Doğru... Bu bir psikolojik olaydı. Beşiktaşlı futbolcular taktik-teknik gibi kavramları bırakıp, puanı kurtarmak için topyekün saldırdılar.

- Yani, korkak Daum'u da bir kenara mı ittiler?

Öyle demek istemedim. Her neyse...

- Daum, maçı başlamadan kaybetmişti. Yalan mı?

Anlayamadım. Neden başlamadan kaybetmişti...

- Hatırlamadın mı, hep söylüyordu. ‘‘G.Saray bizden iyi. Şampiyon olamayız’’ diye.

Bir dakika durur musun. Herkes Daum'a yükleniyor. Ama...

- Ne aması? Bir türlü inanamadı takımına. Ve yaktı Beşiktaş'ı...

Biraz insaf... Karşındaki takım G.Saray. Ali Sami Yen'de yenilmeyen, psikolojik avantajlar taşıyan bir ekip...

- Ne avantajı. F.Bahçe'nin Kadıköy'de yenilmezliği yok muydu. Ne oldu?

Bir dakika be kardeşim. Öyle rastgele üzerine gidemezsin G.Saray'ın. Gidersen, seni fena yakalar. Öncelikle kontrollü oyunu yeğleyeceksin. Daum da bunu yaptı.

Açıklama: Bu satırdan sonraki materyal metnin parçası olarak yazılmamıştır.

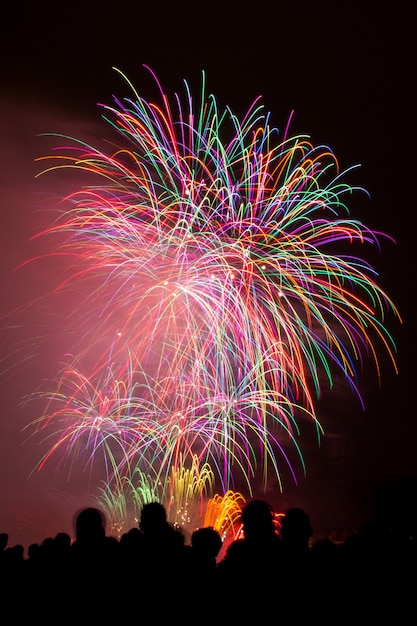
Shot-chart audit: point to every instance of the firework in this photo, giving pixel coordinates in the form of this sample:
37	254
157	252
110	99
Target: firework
225	293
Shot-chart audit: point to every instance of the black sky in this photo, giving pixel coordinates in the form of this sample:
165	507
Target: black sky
347	71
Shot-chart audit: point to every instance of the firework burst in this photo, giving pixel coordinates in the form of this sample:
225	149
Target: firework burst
209	246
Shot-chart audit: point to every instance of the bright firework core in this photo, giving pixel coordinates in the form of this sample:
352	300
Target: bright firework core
216	308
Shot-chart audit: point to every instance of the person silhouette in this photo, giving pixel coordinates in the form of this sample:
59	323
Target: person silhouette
251	563
206	543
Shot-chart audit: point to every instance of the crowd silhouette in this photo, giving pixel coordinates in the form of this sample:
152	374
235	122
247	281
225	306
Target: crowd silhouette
271	571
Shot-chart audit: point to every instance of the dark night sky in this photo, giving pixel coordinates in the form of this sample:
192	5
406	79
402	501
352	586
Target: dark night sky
347	72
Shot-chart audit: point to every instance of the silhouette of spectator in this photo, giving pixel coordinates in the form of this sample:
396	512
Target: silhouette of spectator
251	565
94	559
163	555
206	543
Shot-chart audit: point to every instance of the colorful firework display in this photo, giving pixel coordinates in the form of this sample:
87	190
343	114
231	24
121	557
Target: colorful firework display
223	295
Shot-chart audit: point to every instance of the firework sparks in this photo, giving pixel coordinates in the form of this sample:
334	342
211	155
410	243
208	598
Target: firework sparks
209	242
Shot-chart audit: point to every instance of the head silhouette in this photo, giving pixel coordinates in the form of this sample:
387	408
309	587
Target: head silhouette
90	524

- İyi de, 11 futbolcunu savunmaya şartlardırarak kontrollü futbol olmaz.

Burada haklısın. Kontrollü futbola kayıtsız şartsız evet. Ancak, Beşiktaş'ın hücum hevesini boğmak, moralman sindirmek gibi bir yaklaşıma kesinlikle hayır.

- Bırak Allah aşkına. Daum bile itiraf etti!

Neyi itiraf etti?

- Maçtan sonra futbolcularını azarlarken kendini de suçladı.

Ne dedi?

- Belki benim de suçum var. Ancak, sizler de iyi oynamadınız demedi mi?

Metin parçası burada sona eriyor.